Overall, Roam reckons assumable loans will help home buyers "wind back the clock and purchase their home with a low-rate mortgage included." The idea is that if you bought when rates were at record lows, you could potentially sell both the property and the low mortgage rate. Roam's thinking is that sellers can get more interest and a better price for their property, while buyers can dramatically reduce the cost of homeownership.
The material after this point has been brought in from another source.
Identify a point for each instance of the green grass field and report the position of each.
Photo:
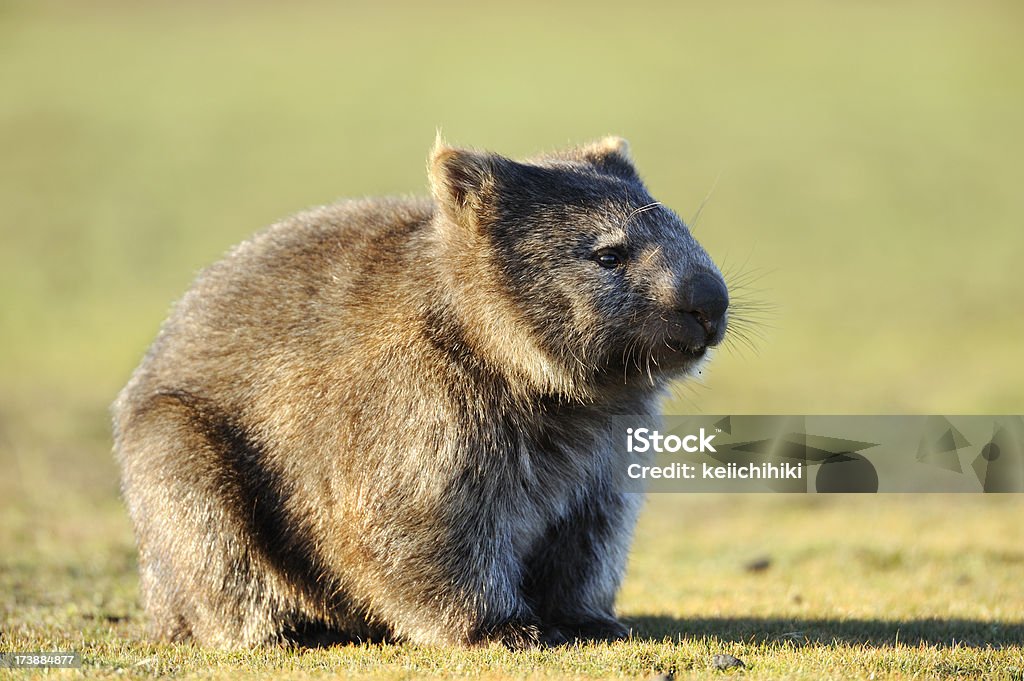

If Roam can popularize assumable loans, we are talking about hundreds of thousands of dollars in potential savings for home buyers. Let's put aside factors like down payments, closing costs, and eligibility for a second. Here's how that difference might look on home loan of $375,000 for a 30-year fixed-rate mortgage:

Rate Monthly payment (principal & interest) Total interest paid
3% $1,581 $194,164
6% $2,248 $434,396
Data source: The Ascent mortgage calculator

The scenario above somewhat over simplifies the potential savings. If you're buying a home with an assumed mortgage, you'd only be able to get a low rate on the existing mortgage balance for the remaining term. Perhaps the home you're considering buying costs $450,000 and the current owners owe $250,000 on their mortgage. You'd still need to pay $200,000. That might take the form of a down payment combined with a second mortgage at a higher rate.
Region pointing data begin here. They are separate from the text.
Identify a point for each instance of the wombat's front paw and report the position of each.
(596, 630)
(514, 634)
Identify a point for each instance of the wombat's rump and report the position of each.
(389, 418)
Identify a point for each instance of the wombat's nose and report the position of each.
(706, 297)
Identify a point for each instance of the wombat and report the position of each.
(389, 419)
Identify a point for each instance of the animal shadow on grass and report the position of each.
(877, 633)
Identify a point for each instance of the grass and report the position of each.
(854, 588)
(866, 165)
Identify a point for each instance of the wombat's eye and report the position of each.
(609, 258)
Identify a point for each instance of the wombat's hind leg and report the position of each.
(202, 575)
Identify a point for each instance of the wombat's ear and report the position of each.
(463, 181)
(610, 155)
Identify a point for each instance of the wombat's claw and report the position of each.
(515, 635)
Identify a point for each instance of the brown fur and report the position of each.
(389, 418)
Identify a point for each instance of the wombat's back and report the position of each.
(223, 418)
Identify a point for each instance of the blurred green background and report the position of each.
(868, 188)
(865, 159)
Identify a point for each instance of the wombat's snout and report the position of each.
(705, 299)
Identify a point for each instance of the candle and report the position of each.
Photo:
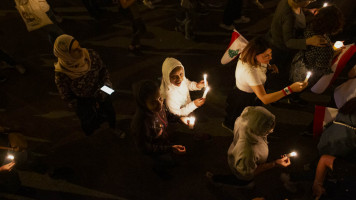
(206, 92)
(292, 154)
(191, 122)
(338, 44)
(308, 76)
(205, 83)
(10, 157)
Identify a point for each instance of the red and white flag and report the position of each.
(237, 44)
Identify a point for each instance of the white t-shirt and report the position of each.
(247, 76)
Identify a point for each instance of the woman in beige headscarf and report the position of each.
(247, 155)
(79, 75)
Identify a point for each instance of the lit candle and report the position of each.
(191, 122)
(308, 76)
(292, 154)
(206, 92)
(338, 44)
(205, 83)
(10, 157)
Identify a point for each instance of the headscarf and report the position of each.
(167, 67)
(72, 67)
(254, 124)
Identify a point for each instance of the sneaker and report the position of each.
(258, 4)
(227, 27)
(227, 127)
(242, 19)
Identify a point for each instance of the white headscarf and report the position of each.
(72, 67)
(167, 67)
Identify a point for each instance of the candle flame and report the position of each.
(338, 44)
(10, 157)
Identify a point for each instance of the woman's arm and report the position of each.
(126, 3)
(260, 92)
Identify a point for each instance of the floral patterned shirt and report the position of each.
(87, 86)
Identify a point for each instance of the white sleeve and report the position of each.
(174, 107)
(252, 78)
(192, 85)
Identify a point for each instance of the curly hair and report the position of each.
(329, 20)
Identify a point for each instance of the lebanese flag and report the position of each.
(322, 116)
(337, 66)
(237, 44)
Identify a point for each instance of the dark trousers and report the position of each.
(232, 11)
(236, 102)
(93, 113)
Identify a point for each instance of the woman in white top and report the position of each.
(248, 152)
(175, 89)
(250, 79)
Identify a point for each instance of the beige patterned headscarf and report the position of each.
(72, 67)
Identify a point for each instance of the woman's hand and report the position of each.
(179, 149)
(199, 102)
(283, 162)
(7, 167)
(273, 68)
(317, 40)
(201, 84)
(298, 86)
(318, 190)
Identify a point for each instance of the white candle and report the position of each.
(10, 157)
(191, 122)
(205, 83)
(206, 92)
(292, 154)
(338, 44)
(308, 76)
In that situation, if you could swing a down payment of $75,000 and a rate of 6% on your second mortgage, your costs on a $375,000 total loan might look like this:

Breakdown Rate Monthly payment (principal & interest) Total interest paid
$75,000 down payment -- -- --
$250,000 assumable loan 3% $1,054 $129,444
$125,000 second mortgage 6% $749 $144,796
Total $1,803 $274,240
Data source: Author calculations and The Ascent mortgage calculator

Don't get too excited

Before you rush out and start celebrating the return of low rates, let's look at some of those caveats. The biggest is that a 2% rate is low, even for the heady low-mortgage days of 2020. We used a rate of 3% in our calculations above. That's more realistic, but the seller's rate could be even higher: Roam says it will work with sellers whose mortgage rate is less than 5%.
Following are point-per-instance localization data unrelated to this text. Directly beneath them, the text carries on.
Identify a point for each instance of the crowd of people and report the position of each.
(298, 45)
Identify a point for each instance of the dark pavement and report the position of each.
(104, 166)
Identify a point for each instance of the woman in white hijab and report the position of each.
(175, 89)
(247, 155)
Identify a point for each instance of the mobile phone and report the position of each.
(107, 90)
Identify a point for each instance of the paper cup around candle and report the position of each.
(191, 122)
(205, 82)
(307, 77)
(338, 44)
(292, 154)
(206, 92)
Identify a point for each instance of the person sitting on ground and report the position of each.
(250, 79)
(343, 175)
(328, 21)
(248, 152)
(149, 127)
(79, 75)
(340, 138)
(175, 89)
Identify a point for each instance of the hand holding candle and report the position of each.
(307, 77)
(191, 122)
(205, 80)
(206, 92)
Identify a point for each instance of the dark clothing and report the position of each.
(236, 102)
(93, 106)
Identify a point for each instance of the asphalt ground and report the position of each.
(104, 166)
Moreover, assumable loans are not common and come with a lot of red tape. Not all mortgages qualify, and Roam won't be an option for every home buyer. Here are some of the other restrictions:

  • It only applies to FHA and VA loans: Roam says, "Any homeowner that financed their home purchase with an FHA or VA loan and has a mortgage rate below 5% is eligible." Many home buyers may qualify for FHA loans, which are guaranteed by the government and are often easier to get for than traditional mortgages. However, for the most part, only active members of the military or veterans can qualify for a VA loan.
  • Mortgage lenders won't be in a rush to process the loans: According to The Wall Street Journal, there's not a lot of profit in it for lenders in the assumable loan market. As a result, they may be slow to process the paperwork.
  • Roam only operates in five states: It is early days, but Roam is starting out in five states. If you don't live in Georgia, Arizona, Colorado, Texas, or Florida, you won't be able to use Roam's services.
  • You'll still need to pay fees and closing costs: There are always closing costs involved in home loans, but they are usually calculated on the loan, not the value of the home. Roam charges a fee of 1% of the property purchase price. So in the $450,000 home we looked at above, the buyer would pay $4,500.

Bottom line

Roam promises to help buyers in the states it operates in by finding available properties, dealing with the paperwork, and managing the process with everybody involved. If you're a potential home buyer in one of the states where Roam is active, why not see what the company could do for you?

When things sound too good to be true, it's often better to give them a wide berth. In this case, Roam's offer isn't quite as good as it sounds. But for certain buyers, it could still generate significant savings. Put simply, it's worth looking into any ways to reduce the eye-watering costs of buying a home in today's market.